- Directed by: Jonathan Segal
- Written by: Todd Camhe Jonathan Segal
- Produced by: Todd Camhe Jonathan Segal
- Starring: Fred Savage Amy Adams Steven Pasquale Andrea Bogart Erinn Bartlett Vyto Ruginis Robert Romanus Ray Baker Abby Brammell Amanda Swisten Lisa Arturo Jillian Bach Ina Barrón
- Cinematography: Donald M. Morgan Joaquin Sedillo
- Edited by: Matt Friedman
- Music by: Laura Karpman
- Production companies: Run it Raw, Inc.
- Release date: 2004;
- Running time: 101 min.
- Country: United States
- Language: English

= The Last Run (2004 film) =

The Last Run is a 2004 American comedy-drama/erotic thriller film directed by Jonathan Segal.

== Plot ==

An accountant finds out that his girlfriend is cheating him.

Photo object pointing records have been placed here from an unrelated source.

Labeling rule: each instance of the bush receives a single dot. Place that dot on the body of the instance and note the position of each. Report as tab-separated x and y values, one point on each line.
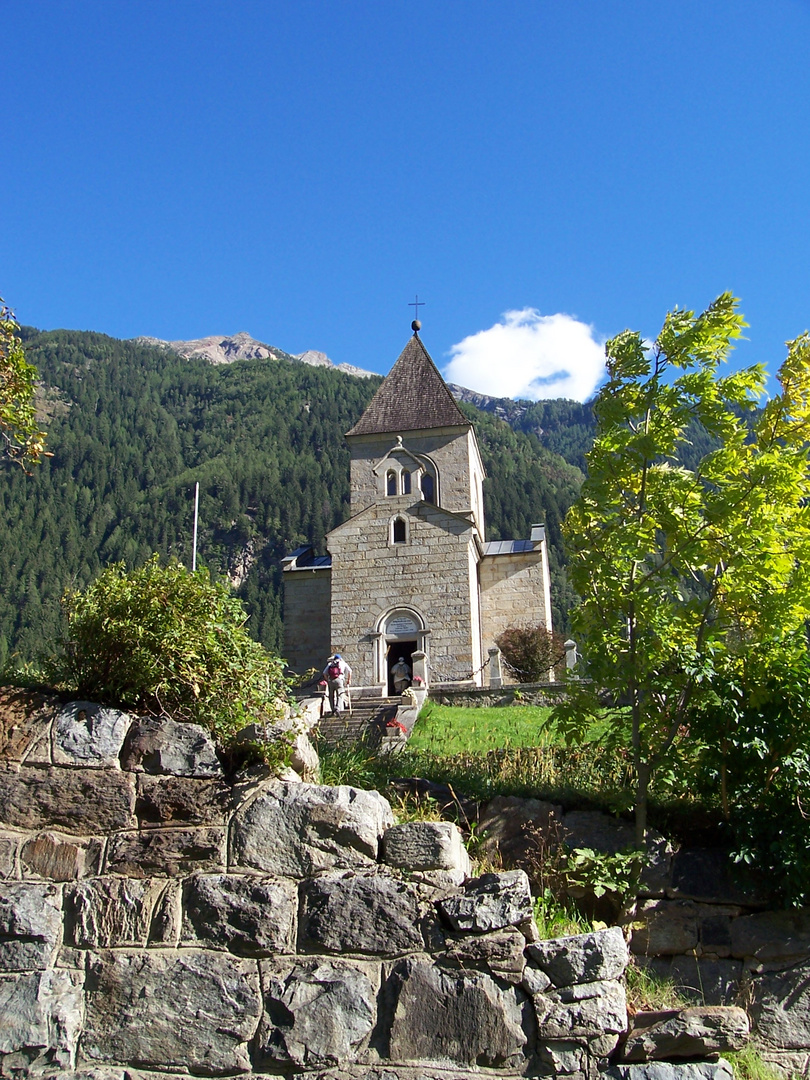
163	639
531	651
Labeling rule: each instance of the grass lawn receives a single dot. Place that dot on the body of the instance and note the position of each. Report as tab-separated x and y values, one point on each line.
453	729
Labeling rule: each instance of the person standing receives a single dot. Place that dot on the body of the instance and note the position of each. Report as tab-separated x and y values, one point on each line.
338	676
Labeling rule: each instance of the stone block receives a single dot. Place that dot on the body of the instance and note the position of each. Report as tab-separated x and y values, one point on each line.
8	855
160	745
318	1012
166	852
500	954
76	800
59	859
585	1009
489	902
25	723
427	846
30	925
584	958
772	936
779	1006
667	928
707	874
110	912
461	1016
297	829
42	1012
246	915
181	800
90	734
685	1034
169	1010
671	1070
356	913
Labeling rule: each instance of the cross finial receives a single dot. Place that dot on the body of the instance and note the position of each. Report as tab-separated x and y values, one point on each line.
416	305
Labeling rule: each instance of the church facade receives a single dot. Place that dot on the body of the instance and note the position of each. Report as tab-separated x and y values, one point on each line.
410	571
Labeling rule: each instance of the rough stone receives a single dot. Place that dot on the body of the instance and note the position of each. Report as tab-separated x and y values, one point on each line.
463	1016
428	846
30	925
8	854
166	852
251	916
61	859
489	902
181	800
500	954
672	1070
25	723
158	1009
779	1004
589	1009
685	1033
780	936
43	1012
707	874
665	928
167	916
160	745
584	958
77	800
320	1012
364	914
296	829
110	912
89	734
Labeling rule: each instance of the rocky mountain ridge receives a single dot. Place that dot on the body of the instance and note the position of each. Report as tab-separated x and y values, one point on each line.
224	349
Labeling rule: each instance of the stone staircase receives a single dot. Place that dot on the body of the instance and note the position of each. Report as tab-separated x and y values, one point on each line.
367	719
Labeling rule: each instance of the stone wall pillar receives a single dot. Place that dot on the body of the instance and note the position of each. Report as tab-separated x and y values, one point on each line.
496	674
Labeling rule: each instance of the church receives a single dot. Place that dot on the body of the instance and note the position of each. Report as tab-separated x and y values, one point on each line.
410	572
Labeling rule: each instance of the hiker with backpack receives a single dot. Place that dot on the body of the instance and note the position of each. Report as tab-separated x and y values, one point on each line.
338	676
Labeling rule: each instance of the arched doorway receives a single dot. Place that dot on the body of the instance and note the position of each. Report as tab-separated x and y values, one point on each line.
402	633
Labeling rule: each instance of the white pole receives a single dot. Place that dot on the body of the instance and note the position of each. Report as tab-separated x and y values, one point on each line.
197	515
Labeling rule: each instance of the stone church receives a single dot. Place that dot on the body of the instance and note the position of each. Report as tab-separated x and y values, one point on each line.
410	574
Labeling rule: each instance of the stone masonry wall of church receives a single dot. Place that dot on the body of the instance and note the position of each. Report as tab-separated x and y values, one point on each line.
369	577
512	592
307	621
449	449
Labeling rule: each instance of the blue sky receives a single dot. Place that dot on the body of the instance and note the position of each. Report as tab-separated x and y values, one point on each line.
301	169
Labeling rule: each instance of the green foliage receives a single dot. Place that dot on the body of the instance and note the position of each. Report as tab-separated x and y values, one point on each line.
21	440
679	567
757	754
161	638
556	918
601	874
531	651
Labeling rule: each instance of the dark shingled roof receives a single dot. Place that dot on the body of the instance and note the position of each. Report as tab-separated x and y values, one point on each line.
414	396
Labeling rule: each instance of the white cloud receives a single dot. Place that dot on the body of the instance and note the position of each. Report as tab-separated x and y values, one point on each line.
530	355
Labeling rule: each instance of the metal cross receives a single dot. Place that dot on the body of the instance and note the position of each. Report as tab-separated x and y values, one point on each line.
417	304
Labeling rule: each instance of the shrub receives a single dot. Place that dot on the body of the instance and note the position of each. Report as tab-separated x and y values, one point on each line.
164	639
531	651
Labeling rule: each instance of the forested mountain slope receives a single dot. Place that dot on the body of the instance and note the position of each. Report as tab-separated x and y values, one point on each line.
132	428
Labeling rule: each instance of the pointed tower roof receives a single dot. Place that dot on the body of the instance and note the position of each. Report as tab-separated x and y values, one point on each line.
413	397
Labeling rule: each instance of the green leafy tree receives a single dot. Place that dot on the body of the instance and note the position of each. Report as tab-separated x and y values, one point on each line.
677	567
162	638
21	439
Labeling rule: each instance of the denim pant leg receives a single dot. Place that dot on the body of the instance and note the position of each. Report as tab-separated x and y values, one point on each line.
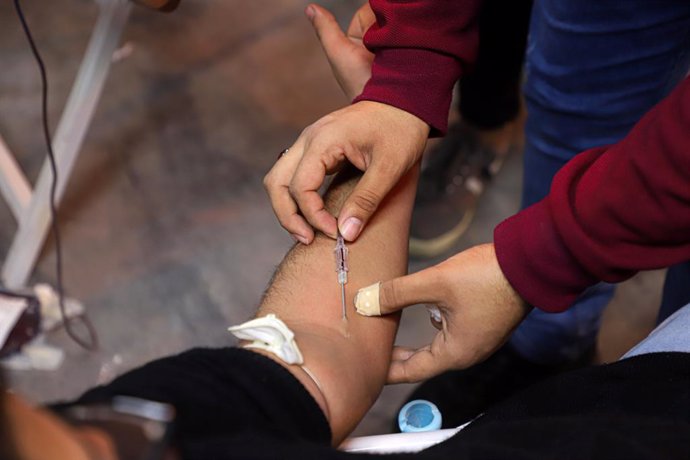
671	335
593	67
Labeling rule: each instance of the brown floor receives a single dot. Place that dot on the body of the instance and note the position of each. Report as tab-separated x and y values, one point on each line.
168	236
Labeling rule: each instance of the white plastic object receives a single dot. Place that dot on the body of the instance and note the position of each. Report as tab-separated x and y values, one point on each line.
269	333
398	442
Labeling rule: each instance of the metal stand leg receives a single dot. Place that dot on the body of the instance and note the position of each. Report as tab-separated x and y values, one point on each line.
75	120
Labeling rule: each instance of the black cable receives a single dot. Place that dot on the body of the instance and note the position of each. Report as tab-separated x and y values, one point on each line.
92	344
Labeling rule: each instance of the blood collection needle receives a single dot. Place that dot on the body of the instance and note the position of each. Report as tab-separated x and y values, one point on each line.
341	268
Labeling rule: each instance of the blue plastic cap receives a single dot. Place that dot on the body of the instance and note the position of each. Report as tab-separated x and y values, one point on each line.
419	415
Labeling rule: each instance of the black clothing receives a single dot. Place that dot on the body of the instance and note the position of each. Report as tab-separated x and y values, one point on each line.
236	404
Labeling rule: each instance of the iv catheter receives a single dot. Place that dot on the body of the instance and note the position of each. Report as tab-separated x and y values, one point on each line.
341	268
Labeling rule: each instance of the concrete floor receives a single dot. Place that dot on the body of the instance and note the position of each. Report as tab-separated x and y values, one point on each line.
168	235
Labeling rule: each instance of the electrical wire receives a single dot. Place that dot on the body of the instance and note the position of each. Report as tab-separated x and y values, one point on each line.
92	343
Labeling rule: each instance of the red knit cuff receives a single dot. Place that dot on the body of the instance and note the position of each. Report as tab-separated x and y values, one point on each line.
535	261
415	80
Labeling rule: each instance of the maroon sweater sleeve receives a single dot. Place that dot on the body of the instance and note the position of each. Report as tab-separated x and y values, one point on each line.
611	212
420	48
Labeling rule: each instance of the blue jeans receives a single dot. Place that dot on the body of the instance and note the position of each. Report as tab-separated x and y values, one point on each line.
594	68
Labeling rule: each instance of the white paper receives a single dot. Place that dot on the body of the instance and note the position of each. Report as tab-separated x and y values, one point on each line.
10	311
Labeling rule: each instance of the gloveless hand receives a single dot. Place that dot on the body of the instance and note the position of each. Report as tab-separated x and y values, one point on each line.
379	139
479	310
346	53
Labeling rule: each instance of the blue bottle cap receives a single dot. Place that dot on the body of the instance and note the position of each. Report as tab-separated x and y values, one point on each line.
419	415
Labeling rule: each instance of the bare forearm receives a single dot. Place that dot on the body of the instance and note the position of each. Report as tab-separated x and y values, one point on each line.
350	359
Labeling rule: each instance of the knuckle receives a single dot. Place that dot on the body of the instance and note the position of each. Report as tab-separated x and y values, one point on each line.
366	200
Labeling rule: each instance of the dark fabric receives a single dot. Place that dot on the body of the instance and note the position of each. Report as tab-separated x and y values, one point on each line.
676	293
490	94
611	212
224	399
235	404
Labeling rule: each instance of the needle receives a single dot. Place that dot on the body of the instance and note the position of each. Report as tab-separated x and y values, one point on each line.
341	268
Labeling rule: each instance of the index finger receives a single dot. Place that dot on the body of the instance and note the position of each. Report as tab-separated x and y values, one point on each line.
304	188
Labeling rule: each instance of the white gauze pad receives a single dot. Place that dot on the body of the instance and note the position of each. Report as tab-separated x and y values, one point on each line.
271	334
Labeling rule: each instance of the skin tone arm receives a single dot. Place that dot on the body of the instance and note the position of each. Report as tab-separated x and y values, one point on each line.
350	359
377	138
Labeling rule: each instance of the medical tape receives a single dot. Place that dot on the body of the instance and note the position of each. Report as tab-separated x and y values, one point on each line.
367	300
271	334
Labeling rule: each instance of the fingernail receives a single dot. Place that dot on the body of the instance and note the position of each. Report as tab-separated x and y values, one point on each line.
367	301
301	239
434	312
351	228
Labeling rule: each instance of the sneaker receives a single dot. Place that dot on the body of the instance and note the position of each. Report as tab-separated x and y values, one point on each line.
462	395
455	175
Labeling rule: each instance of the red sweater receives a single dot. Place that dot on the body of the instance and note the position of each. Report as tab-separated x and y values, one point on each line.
611	212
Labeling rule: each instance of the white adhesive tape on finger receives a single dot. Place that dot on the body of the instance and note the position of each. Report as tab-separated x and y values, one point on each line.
269	333
367	300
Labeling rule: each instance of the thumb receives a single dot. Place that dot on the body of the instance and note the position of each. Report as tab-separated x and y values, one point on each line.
398	293
328	31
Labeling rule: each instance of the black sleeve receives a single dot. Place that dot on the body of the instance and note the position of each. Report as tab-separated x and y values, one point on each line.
222	393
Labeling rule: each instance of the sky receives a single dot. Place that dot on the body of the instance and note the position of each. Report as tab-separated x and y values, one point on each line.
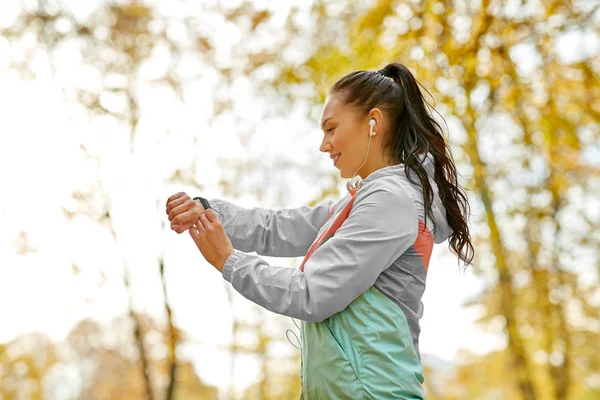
41	166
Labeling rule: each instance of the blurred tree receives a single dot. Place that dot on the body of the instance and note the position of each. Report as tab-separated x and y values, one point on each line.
515	80
526	118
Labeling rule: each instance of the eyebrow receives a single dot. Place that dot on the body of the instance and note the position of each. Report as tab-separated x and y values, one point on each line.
324	121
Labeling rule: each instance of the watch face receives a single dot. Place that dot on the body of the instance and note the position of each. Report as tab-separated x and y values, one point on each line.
203	201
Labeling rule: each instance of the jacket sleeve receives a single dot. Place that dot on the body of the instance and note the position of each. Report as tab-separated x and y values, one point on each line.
276	233
381	226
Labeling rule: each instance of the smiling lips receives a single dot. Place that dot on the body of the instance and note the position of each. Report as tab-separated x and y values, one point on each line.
335	158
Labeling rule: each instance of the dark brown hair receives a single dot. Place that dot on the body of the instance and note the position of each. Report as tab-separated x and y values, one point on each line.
414	131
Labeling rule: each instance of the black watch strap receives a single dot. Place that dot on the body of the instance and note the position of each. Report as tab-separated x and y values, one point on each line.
204	202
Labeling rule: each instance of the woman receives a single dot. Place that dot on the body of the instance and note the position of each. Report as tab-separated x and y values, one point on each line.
358	291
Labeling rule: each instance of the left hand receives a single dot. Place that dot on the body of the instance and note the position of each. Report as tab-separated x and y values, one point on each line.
212	241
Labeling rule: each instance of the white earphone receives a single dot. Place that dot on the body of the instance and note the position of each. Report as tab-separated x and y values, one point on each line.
372	123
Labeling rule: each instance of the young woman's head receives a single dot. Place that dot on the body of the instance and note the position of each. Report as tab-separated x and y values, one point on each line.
404	130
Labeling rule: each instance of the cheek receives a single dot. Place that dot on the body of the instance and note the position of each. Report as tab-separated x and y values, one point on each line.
339	142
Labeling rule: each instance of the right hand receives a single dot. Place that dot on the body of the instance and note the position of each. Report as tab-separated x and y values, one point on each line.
183	211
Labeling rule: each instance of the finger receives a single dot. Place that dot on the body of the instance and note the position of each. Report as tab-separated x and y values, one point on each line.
173	197
177	228
180	213
201	226
194	233
174	204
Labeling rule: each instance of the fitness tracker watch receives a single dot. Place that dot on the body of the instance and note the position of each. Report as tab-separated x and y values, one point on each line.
203	201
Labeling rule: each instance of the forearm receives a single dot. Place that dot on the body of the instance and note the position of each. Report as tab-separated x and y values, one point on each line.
277	233
282	290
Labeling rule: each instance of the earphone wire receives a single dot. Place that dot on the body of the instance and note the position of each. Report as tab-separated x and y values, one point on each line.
287	331
366	156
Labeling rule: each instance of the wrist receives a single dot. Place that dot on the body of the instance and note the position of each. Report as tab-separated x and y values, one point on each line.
203	202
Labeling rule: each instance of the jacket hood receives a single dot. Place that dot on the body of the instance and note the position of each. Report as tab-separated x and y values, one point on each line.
443	230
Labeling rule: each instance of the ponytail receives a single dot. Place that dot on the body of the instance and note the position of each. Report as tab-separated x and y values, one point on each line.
414	132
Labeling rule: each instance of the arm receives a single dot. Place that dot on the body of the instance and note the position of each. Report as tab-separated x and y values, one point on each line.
381	226
278	233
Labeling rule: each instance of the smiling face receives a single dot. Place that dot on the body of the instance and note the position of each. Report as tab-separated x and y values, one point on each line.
341	132
347	135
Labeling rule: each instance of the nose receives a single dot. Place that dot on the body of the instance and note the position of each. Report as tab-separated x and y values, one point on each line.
324	145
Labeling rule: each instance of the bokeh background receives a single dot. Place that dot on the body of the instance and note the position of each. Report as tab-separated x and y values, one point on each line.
109	107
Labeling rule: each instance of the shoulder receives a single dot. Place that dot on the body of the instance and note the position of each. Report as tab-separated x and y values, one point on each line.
389	191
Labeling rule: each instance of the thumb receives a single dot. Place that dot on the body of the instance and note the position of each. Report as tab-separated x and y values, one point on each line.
193	232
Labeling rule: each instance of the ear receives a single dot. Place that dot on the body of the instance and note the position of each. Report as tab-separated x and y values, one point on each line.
377	115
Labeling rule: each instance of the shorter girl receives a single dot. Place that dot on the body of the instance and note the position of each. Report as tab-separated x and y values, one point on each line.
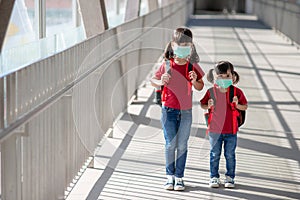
223	127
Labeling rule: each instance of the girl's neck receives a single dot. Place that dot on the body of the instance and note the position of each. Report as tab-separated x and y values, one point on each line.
180	61
223	90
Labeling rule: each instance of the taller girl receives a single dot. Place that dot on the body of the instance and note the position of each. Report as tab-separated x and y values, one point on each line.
178	73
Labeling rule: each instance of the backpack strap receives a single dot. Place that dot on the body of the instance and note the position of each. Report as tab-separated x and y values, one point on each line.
235	112
212	95
168	64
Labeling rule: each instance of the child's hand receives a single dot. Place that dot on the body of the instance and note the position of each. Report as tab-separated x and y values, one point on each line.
235	100
165	78
210	103
192	75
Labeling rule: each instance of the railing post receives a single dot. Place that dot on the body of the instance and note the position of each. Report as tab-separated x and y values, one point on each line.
11	168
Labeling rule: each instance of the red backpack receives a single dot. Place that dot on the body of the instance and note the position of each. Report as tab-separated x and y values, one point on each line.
239	116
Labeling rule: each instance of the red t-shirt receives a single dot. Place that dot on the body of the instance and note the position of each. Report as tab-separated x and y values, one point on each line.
178	92
221	121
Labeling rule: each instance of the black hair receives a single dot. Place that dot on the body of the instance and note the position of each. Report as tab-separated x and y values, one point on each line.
222	68
182	35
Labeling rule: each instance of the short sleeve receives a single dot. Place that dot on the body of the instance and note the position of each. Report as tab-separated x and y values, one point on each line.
160	71
241	97
205	99
198	71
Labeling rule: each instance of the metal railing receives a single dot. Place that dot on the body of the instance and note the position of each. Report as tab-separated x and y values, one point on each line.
55	112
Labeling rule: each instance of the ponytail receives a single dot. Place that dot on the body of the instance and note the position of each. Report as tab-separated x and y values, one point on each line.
194	58
210	76
168	53
236	77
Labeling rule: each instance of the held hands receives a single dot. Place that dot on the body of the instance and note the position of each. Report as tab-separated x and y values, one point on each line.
210	103
192	75
165	78
235	100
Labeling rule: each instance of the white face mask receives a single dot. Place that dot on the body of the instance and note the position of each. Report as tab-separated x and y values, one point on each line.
182	51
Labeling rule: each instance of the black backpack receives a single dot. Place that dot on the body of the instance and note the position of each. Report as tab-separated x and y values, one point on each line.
242	113
158	92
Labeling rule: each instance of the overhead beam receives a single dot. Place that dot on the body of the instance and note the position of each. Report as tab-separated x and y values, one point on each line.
132	9
92	17
152	4
6	8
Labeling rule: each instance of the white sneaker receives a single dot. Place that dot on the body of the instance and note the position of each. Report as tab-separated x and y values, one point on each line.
229	182
214	182
169	185
179	185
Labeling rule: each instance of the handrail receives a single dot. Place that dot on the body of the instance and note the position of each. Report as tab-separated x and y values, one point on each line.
7	131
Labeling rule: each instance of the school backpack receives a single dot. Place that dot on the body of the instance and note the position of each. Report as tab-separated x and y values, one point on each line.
159	91
241	114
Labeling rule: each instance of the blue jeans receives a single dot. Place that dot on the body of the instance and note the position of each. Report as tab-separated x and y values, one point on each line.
176	126
230	141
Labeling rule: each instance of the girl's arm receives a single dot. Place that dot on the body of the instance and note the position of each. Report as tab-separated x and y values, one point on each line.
209	104
241	107
198	85
156	82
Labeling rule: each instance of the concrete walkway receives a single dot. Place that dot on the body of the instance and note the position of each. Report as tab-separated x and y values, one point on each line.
131	164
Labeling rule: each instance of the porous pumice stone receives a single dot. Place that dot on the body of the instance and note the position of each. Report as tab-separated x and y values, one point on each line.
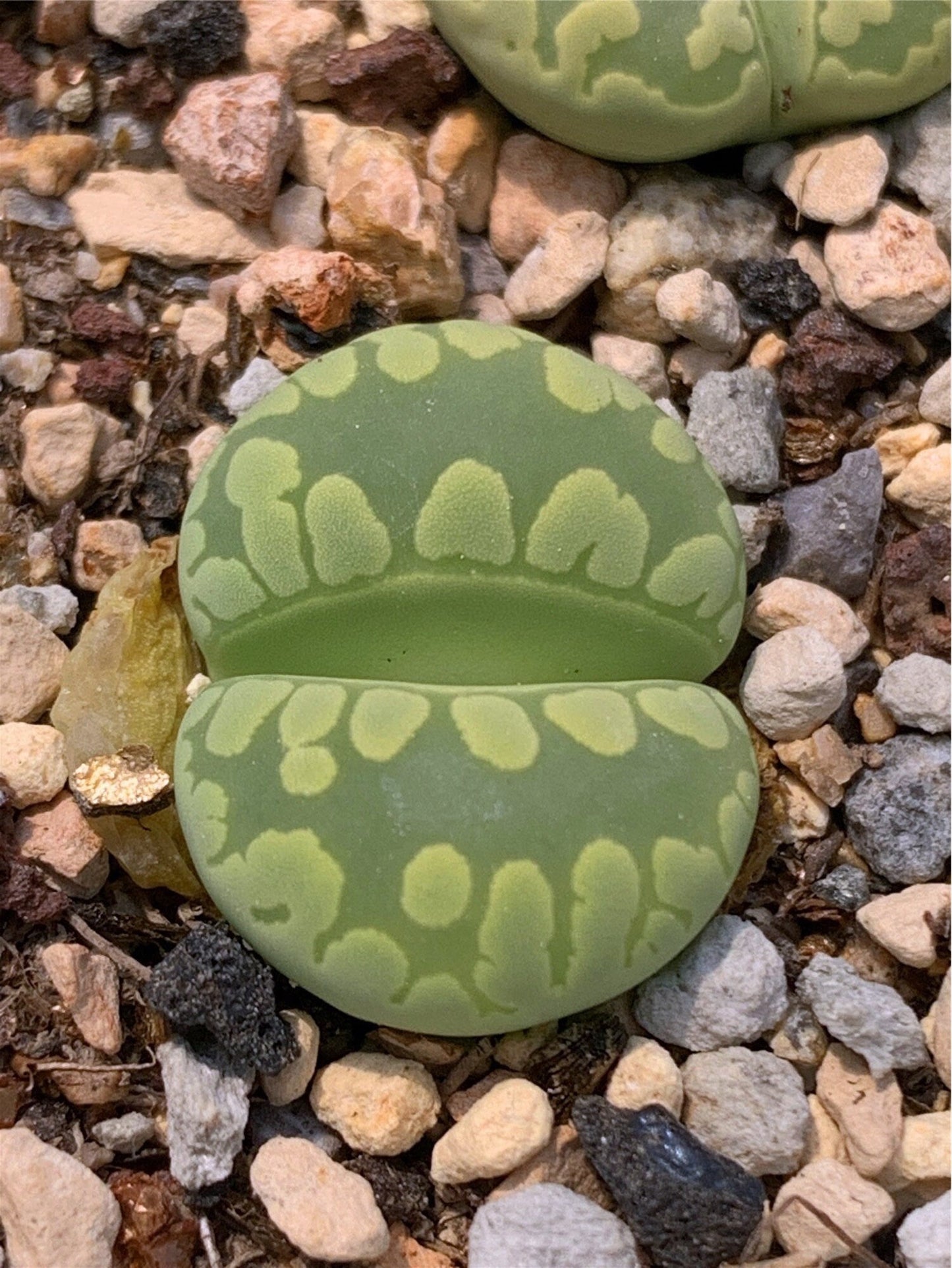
650	80
457	588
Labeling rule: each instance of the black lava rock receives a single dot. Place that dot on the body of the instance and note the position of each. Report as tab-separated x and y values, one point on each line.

He goes on a "run" to sleep with as many women as he can to get over his heartbreak after his best friend advises him to do so.

==Cast==
- Fred Savage
- Amy Adams
- Steven Pasquale
- Andrea Bogart
- Erinn Bartlett
- Vyto Ruginis
- Robert Romanus
- Ray Baker
- Abby Brammell
- Amanda Swisten
- Lisa Arturo
- Jillian Bach
- Ina Barrón
- Angela Sarafyan
- Robert Peters

== Production ==
The film music was composed by Laura Karpman.